Les forces suédoises devinrent célèbres pour l'armée dite « suédoise », réorganisée par Gustave II Adolphe avec des innovations tactiques adoptées sur les champs de bataille de la Guerre de Trente Ans, où ils affrontèrent des armées impériales des Habsbourg et des électorats allemands comme Bavière. Les généraux comme Lennart Torstensson et Magnus Stenbock mirent en œuvre des tactiques de colonne, d'artillerie mobile et de logistique qui firent face aux armées de Pierre le Grand de Russie, de Christian IV du Danemark-Norvège et des forces polono-lituaniennes commandées par des magnats et hetmans comme Stanisław Żółkiewski. La suprématie navale sur la Baltique permit de contrôler le commerce avec les républiques marchandes, mais la rivalité avec la flotte russe et les escadres hollandaises limita l'extension durable.
La société de l'empire fut structurée autour de la cour de Stockholm, de la noblesse suédoise comme les familles Oxenstierna et Brahe, et d'institutions urbaines dans Uppsala, Lübeck et Turku. L'économie reposait sur l'exploitation forestière, la sidérurgie, la production de fer de Bergslagen, ainsi que sur le commerce de céréales et de sel transitant par des ports comme Gdańsk et Riga. Les élites patronnèrent des savants et artistes tels que Anders Celsius et Christopher Polhem, tandis que l'Église luthérienne et l'université d'Uppsala jouèrent un rôle dans l'éducation et la vie intellectuelle. Les échanges culturels avec la France, la Pologne et les cours d'Europe centrale façonnèrent une architecture baroque observable dans des résidences et fortifications, et une production littéraire liée à des auteurs et érudits en contact avec les académies européennes.

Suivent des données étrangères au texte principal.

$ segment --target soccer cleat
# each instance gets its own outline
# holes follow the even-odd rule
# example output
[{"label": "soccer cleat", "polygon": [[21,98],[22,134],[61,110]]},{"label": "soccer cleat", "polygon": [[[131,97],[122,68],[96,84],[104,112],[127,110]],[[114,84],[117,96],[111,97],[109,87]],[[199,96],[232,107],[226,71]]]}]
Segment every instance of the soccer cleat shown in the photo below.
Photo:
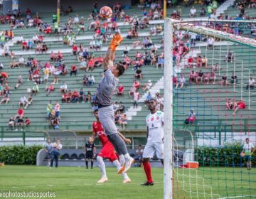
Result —
[{"label": "soccer cleat", "polygon": [[141,184],[141,185],[142,186],[152,186],[152,185],[154,185],[154,183],[153,182],[149,183],[146,181],[146,183]]},{"label": "soccer cleat", "polygon": [[125,163],[123,166],[120,166],[120,168],[117,171],[117,174],[121,174],[125,169]]},{"label": "soccer cleat", "polygon": [[120,34],[116,33],[113,36],[113,38],[112,39],[110,42],[110,45],[109,46],[110,48],[111,48],[113,50],[116,50],[117,46],[119,45],[122,41],[124,40],[124,38],[120,36]]},{"label": "soccer cleat", "polygon": [[129,178],[123,181],[123,183],[129,183],[130,182],[132,182],[132,181]]},{"label": "soccer cleat", "polygon": [[102,177],[100,181],[97,181],[98,183],[104,183],[108,181],[107,177]]},{"label": "soccer cleat", "polygon": [[125,162],[125,168],[124,170],[124,173],[127,173],[131,168],[132,164],[133,164],[134,162],[134,159],[133,158],[130,158],[129,161]]}]

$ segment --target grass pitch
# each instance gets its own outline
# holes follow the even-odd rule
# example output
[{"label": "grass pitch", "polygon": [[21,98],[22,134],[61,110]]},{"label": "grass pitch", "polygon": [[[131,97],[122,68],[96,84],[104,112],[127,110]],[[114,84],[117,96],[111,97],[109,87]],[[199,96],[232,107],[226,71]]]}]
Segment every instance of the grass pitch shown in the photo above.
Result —
[{"label": "grass pitch", "polygon": [[[129,184],[122,183],[114,168],[107,168],[107,173],[109,181],[97,184],[101,178],[98,168],[6,166],[0,167],[0,193],[50,191],[55,193],[53,198],[72,199],[163,198],[162,168],[152,168],[155,185],[149,187],[139,185],[146,179],[142,168],[131,168]],[[250,172],[244,168],[175,169],[174,173],[174,198],[256,198],[253,168]]]}]

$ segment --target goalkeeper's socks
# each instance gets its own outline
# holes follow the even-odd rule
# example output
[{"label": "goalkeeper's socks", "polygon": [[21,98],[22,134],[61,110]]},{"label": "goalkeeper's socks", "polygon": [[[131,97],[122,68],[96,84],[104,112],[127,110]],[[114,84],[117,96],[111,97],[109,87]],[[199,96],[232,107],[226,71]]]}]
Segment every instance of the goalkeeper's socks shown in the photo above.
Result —
[{"label": "goalkeeper's socks", "polygon": [[145,171],[145,174],[146,176],[146,181],[148,183],[152,183],[153,182],[153,179],[152,179],[152,176],[151,175],[151,166],[150,166],[150,163],[149,161],[147,162],[144,162],[143,163],[143,168],[144,170]]}]

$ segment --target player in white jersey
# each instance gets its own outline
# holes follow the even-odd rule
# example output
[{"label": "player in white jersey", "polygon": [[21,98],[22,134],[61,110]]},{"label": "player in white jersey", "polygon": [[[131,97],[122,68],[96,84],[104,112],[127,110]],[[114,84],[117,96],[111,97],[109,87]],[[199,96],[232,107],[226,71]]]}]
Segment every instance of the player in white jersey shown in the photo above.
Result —
[{"label": "player in white jersey", "polygon": [[151,98],[148,102],[150,114],[146,118],[147,142],[142,154],[143,168],[146,182],[142,185],[153,185],[149,158],[156,156],[164,165],[164,112],[157,110],[157,102]]}]

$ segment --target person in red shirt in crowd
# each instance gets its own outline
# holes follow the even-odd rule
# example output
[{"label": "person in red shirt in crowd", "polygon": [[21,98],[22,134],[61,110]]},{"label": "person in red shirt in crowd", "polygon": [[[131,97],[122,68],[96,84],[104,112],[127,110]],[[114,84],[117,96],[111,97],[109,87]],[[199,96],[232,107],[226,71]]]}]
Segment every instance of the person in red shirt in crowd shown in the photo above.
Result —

Le tournant critique vint avec la Grande Guerre du Nord (1700–1721), opposant la coalition formée par Pierre Ier de Russie, Frédéric IV de Danemark-Norvège et la Saxe au royaume suédois sous Charles XII. Les défaites à des batailles décisives comme nora? — notamment la défaite stratégique après le siège ou les campagnes russes — et la montée en puissance de Saint-Pétersbourg minèrent la position suédoise. La bataille de Poltava (1709) marqua un effondrement opérationnel face aux troupes russes de Pierre le Grand, conduisant à la perte progressive de provinces et finalement au traité de Nystad (1721), qui consacra des cessions territoriales et la fin du rôle impérial suédois en Baltique.
L'héritage se manifeste dans la réforme des armées européennes, l'administration publique inspirée par les bureaux suédois et l'impact sur les frontières nord-européennes modernes, influençant Finlande et les républiques baltes comme Estonie et Lettonie. Les idées administratives circulèrent vers des États tels que Russie, Prusse et les principautés allemandes, tandis que les biographies de figures comme Gustave II Adolphe et Charles XII influencèrent historiographie et mémoriaux. Les vestiges architecturaux à Stockholm, les archives de la chancellerie et les collections scientifiques d'institutions comme l'Université d'Uppsala conservent la mémoire d'une période qui a redéfini l'équilibre de pouvoir en Europe du Nord.